There have been days, when Izzy was littler, that I could just plop her down in her little bassinet and she would sleep for hours throughout the day and I was able to get things done during that time like laundry, cook, put away the dishes, take a shower, and have some sweet moments for myself. But now that she is is older (9 months in a couple days!) she demands a LOT more attention and entertainment, and naps only twice a day sometimes for no longer than 40 minutes to an hour. And when she is awake, boy does she want attention.

My day to day now looks a lot different than my day to day when she was born in her early infant weeks, and I’m sure that my day to day will look a lot different in a few months from now. Embracing the seasons of sacrifice, where I have the privilege of putting her needs to grow and develop and play and learn over my own wants such as to write on my blog, catch the latest episode of my favorite Netflix show, sleep all night, or even just have a few minutes to brush my hair have taught me a lot about myself as a person.

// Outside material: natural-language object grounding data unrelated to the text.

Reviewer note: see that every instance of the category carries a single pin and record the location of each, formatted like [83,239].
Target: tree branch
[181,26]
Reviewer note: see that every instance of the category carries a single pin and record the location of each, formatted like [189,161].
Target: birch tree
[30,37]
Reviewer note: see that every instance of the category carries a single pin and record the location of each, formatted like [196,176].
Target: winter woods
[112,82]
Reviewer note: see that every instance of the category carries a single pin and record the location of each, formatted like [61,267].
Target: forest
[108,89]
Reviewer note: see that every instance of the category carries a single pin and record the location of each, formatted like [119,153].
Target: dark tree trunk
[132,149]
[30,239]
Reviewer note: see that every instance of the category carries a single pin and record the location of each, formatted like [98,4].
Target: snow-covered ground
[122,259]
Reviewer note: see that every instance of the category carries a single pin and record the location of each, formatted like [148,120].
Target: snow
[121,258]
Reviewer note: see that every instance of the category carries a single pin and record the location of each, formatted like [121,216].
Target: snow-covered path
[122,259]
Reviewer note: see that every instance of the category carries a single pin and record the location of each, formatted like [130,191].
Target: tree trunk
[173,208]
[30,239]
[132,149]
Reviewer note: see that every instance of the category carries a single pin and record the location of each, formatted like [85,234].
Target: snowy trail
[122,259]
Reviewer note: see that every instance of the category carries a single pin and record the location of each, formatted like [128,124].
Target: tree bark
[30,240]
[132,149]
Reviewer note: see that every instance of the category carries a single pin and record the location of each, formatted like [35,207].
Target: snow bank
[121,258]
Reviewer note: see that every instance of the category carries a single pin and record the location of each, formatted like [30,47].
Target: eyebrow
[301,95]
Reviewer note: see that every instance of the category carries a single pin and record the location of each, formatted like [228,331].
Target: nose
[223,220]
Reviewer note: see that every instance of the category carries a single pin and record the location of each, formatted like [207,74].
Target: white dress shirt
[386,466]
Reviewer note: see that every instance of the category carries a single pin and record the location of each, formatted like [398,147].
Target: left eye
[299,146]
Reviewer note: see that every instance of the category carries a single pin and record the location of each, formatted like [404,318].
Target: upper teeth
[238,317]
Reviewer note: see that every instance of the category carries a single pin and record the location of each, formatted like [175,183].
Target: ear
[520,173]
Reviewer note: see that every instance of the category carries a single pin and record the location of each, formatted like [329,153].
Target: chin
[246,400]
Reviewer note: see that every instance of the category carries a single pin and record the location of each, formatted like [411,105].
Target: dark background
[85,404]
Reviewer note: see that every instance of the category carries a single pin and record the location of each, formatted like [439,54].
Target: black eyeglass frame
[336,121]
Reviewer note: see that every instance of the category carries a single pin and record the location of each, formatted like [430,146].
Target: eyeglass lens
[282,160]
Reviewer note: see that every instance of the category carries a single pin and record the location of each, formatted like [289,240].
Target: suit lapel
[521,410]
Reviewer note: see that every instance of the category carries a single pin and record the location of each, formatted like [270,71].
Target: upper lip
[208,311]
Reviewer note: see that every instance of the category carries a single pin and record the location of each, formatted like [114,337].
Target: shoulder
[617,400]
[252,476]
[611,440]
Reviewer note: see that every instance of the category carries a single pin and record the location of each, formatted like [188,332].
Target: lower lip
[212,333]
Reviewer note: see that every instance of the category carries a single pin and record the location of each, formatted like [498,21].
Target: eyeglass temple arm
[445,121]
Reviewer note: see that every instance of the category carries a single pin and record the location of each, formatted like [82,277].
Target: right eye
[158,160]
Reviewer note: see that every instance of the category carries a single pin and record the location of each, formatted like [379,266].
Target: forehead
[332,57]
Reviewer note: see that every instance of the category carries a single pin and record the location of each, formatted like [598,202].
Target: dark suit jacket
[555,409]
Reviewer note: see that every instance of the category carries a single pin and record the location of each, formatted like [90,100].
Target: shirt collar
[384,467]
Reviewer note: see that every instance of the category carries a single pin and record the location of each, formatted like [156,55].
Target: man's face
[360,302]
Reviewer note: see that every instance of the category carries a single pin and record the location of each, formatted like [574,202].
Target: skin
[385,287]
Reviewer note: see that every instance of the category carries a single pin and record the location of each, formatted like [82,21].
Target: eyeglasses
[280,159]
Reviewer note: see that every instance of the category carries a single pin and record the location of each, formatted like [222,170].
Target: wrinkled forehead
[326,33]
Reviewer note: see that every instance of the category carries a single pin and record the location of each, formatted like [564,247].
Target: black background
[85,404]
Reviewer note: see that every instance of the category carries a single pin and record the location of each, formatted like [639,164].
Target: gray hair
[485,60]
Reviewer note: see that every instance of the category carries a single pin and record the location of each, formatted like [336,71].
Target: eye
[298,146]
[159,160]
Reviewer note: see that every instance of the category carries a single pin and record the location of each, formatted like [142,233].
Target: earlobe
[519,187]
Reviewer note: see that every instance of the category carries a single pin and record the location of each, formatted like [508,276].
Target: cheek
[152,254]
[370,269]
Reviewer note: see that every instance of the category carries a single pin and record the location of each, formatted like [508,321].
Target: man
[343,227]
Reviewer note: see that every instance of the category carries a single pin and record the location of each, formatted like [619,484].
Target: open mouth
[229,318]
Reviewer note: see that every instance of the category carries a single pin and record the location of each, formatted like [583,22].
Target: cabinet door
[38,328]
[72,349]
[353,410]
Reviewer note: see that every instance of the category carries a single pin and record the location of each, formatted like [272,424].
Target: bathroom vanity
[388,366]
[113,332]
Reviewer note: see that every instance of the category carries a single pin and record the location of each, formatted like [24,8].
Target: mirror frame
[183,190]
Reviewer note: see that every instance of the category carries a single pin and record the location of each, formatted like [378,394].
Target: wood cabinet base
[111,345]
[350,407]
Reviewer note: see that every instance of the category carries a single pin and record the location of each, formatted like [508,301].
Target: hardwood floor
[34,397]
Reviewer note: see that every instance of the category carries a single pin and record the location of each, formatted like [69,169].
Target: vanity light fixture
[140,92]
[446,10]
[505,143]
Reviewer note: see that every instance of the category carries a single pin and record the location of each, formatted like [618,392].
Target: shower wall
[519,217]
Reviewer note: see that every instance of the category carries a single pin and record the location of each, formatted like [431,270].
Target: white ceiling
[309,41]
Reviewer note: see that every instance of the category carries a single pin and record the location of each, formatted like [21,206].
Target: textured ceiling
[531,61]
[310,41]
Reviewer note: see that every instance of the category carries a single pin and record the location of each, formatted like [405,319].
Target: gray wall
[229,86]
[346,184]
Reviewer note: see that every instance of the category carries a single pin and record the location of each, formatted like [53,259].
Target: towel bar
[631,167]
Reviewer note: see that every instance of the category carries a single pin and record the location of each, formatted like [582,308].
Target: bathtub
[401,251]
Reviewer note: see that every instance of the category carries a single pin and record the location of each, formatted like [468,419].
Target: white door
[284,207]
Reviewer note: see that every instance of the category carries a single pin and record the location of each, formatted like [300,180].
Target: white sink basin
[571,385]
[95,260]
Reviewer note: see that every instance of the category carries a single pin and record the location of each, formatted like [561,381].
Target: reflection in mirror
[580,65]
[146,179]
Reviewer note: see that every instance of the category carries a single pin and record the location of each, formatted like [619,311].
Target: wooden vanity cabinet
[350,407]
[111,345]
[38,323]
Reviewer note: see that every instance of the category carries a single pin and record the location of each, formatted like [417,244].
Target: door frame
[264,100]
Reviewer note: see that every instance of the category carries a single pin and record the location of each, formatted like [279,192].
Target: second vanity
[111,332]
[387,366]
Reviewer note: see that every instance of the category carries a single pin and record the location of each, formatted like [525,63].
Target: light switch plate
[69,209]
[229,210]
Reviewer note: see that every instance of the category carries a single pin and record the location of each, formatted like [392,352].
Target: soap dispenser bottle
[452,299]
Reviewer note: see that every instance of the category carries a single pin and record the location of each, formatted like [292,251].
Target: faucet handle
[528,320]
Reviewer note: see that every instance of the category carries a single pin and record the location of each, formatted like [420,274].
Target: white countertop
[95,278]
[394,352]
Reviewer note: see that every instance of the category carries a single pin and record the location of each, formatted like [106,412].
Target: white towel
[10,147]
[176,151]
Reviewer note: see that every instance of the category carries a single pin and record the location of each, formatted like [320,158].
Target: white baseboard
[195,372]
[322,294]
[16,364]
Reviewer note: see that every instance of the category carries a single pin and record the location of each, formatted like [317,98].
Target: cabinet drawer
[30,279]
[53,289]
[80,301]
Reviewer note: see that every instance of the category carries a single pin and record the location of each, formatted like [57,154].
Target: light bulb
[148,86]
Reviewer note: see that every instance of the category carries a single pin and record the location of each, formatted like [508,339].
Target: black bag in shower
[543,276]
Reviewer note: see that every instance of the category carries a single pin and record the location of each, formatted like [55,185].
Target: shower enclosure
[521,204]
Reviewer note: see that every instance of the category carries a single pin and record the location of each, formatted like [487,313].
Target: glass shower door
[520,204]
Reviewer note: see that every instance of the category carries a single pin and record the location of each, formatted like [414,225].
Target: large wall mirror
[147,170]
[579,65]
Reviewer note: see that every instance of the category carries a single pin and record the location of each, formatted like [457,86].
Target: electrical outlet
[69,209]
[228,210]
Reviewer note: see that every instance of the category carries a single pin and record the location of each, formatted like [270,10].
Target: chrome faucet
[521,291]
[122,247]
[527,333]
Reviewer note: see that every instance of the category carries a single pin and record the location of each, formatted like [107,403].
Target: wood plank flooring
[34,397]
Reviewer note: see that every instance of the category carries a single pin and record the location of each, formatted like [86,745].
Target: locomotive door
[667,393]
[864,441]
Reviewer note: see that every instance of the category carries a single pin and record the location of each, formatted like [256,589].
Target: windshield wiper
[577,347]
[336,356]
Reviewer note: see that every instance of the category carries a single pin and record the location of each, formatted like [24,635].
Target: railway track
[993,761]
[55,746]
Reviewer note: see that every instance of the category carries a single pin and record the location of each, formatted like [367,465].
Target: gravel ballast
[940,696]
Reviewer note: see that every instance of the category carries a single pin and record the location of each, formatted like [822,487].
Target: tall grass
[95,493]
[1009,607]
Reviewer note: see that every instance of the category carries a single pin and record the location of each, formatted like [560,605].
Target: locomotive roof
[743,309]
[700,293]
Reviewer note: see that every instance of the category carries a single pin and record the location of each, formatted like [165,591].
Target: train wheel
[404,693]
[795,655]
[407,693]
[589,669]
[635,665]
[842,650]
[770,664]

The lovely thing about this season of being needed is that I am blessed to be home with her, all. the. time. I never miss a single thing; I get to experience this little life of childhood with her, and that in itself is worth more than any amount of time I can spend doing other things. My dreams and wants and desires are still there, but they can wait. Putting them on pause, briefly, while I enjoy this fleeting time of childhood magic has given me a chance to step back and re-prioritize where I want my main focus to be in this season.

3. Not sleeping through the night

Of course, I MISS sleep! I’d love to be able to get a full night’s rest, sleep in, take my time getting out of bed, and feel totally refreshed. But that is a season of rest I will experience again, when she’s older and in school, or when we move into a place that has more than one bedroom. But until then, I am more than happy to make that sacrifice of not getting 8 hours of uninterrupted sleep through the night. Because right now, I’m my baby’s safe space, her comfort, and her sense of security. I’m her quiet place, her home, and where she finds rest.

Being that for someone is exhausting, but it is also life-giving! I will always cherish those small, quiet moments where I get to hold her close and rock her back to sleep at 3am. I live for the late afternoons of snuggles in bed where she wraps her arm around my shoulder as she falls asleep for a nap. I am more than happy to wake up to the sound of her saying “mama, mom, mom!” in the wee hours because it will not always be this way. One day, as my husband likes to remind me, she will no longer be so needy. She will be totally independent, able to pack her own lunches and walk herself to school. She will no longer need me to rock her to sleep, and will not cry out for me every single night.

So for now, I am getting some sleep. I am getting enough to make it through the day, but not enough to ditch my undereye concealer. And I am more than OK with that. <3 


So yes, these three things are not the usual things one would say they’re enjoying about motherhood, but it’s the perspective and little moments these bring into my life that is most special to me right now. What are some things you’re loving the most about your journey as a mother?